“I don’t think so,” said Mr. Flaggon. “The truer analogy would be to say that we are like the specialist who consults the patient’s relatives about the patient’s symptoms. And the relatives are often able to give very helpful information to the specialist.”
“Do I understand you to propose,” said Mr. Chowdler in a voice of concentrated irony, “that we should call in their uncles and cousins and aunts and make a regular symposium of it?”
Mr. Flaggon winced, but he kept his temper.
“I don’t think,” he said, “that in this case there would be any practical advantage in going beyond the parents. What I wanted to say was, that I shall be very grateful if housemasters will let me have the names and addresses of any representative parents who are likely to be interested in such a proposal. I thought perhaps that we might arrange to meet them, quite informally, some time in November or at the beginning of December.”
“What exactly do you mean by a representative parent?” asked Mr. Flyte, with the air of a man who is putting a poser.
“I must really leave that to the discretion of housemasters,” replied Mr. Flaggon, with a smile.
News of the impending parents’ committee ran through the staff like fire through gorse, and soon all Chiltern was ablaze. Some called it the thin edge of the wedge; others, the cloven hoof. The Liberals (for there were a few Liberals even at Chiltern) said that Flaggon was setting up a second Chamber to override the decisions of Masters’ Meetings; the Conservatives, that he was appealing to Demos. All agreed that the innovation was a blow to the prestige of the masters and an infringement of their ancient rights. Even Mr. Plummer felt and spoke strongly, and he imparted his fears to Mr. Bent, as they were taking the hill walk, commonly known as the “Ushers’ Grind,” one sunny autumn afternoon.
The friendship of Mr. Bent and Mr. Plummer was founded on a complete dissimilarity of tastes. It is true that they shared a dislike of golf and motors, but in all other respects they were in hearty disagreement. Mr. Plummer’s faith in man goaded Mr. Bent almost into violence, and Mr. Bent’s distrust of human nature in general, and middle-class human nature in particular, filled Mr. Plummer with righteous indignation. At the end of every walk the nerves of each were raw and tingling; but they never failed to walk together twice or even thrice in the course of every week. The particular form of quarrelling in which they indulged had grown upon them like a drug habit, and neither could do without it for long.

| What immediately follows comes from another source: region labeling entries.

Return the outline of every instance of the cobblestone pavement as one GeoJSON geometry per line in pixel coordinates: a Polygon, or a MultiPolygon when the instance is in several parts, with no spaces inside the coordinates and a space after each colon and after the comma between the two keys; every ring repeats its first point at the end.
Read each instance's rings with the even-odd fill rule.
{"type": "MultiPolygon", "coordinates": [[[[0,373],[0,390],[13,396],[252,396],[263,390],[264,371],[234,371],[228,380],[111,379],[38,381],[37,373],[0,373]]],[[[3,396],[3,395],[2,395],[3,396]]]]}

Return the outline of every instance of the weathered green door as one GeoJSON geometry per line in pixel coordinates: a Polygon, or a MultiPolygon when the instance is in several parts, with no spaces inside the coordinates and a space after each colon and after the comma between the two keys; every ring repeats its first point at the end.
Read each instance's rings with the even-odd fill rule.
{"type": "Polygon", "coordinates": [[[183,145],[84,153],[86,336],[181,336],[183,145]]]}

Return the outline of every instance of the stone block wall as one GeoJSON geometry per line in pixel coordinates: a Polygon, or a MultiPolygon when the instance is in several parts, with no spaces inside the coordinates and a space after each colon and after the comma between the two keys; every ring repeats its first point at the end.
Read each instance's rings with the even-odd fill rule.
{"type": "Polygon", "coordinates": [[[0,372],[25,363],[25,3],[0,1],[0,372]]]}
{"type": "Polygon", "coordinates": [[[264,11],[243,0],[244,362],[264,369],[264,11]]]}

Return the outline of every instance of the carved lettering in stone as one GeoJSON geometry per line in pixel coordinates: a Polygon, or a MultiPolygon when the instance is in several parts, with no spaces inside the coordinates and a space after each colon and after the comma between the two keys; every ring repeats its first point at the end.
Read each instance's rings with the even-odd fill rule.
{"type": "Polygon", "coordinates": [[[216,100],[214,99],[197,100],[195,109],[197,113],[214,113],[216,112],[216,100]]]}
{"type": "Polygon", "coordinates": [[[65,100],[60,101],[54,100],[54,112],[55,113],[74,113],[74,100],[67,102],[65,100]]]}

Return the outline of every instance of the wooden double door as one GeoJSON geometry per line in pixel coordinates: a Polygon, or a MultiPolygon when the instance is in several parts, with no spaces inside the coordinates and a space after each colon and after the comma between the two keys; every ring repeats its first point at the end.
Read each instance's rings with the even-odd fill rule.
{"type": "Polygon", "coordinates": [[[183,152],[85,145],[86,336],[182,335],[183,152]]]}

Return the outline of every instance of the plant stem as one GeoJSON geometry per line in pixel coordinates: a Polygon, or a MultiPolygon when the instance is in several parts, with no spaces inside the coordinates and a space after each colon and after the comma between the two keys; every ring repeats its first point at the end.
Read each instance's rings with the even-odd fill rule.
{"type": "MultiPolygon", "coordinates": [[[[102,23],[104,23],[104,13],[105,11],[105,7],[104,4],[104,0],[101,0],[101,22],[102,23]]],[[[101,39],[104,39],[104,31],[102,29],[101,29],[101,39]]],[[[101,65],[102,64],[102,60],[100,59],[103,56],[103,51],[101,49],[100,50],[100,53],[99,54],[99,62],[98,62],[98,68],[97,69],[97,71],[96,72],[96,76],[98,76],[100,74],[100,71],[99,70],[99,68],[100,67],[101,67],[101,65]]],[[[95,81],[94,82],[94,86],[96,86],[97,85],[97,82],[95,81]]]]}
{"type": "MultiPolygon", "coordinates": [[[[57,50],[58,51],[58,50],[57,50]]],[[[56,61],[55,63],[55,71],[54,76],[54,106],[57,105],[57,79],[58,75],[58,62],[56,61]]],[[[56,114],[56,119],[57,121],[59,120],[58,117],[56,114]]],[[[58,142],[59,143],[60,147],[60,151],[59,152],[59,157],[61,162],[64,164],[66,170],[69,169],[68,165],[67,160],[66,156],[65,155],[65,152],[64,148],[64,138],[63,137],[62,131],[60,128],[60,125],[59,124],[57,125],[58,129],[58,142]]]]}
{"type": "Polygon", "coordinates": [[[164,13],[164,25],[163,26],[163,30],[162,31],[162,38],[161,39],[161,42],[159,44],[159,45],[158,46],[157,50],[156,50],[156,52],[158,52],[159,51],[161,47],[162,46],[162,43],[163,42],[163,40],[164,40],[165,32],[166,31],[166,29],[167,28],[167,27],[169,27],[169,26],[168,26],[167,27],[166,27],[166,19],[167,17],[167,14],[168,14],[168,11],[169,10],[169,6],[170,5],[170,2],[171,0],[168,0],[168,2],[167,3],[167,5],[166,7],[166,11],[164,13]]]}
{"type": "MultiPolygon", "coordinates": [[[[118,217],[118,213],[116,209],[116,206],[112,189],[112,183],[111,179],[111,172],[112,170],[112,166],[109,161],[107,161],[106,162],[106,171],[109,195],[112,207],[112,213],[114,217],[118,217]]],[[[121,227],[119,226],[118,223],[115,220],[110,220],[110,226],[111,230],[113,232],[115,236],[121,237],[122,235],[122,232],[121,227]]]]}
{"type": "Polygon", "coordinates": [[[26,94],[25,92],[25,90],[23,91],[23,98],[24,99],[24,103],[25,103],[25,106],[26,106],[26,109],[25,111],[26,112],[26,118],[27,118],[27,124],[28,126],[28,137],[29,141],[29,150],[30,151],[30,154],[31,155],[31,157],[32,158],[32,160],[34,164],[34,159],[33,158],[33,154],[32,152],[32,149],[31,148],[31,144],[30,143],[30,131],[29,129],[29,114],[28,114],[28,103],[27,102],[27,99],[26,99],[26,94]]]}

A stranger who knew them by reputation but not by sight would inevitably have mistaken each for the other. Mr. Plummer, tall and thin, with a hooked nose, hollow cheeks, and sallow complexion, looked the embodiment of pessimism; while Mr. Bent, short, stout, with round eyes and a florid face, ought to have been a born optimist. Mr. Rankin used to say that Providence had designed the character of the one for the person of the other, that a malicious fairy had negotiated an exchange, and that they sought each others company because, apart, they were both conscious of being incomplete.
But on this occasion, as we have said, Mr. Plummer was inclined to be pessimistic.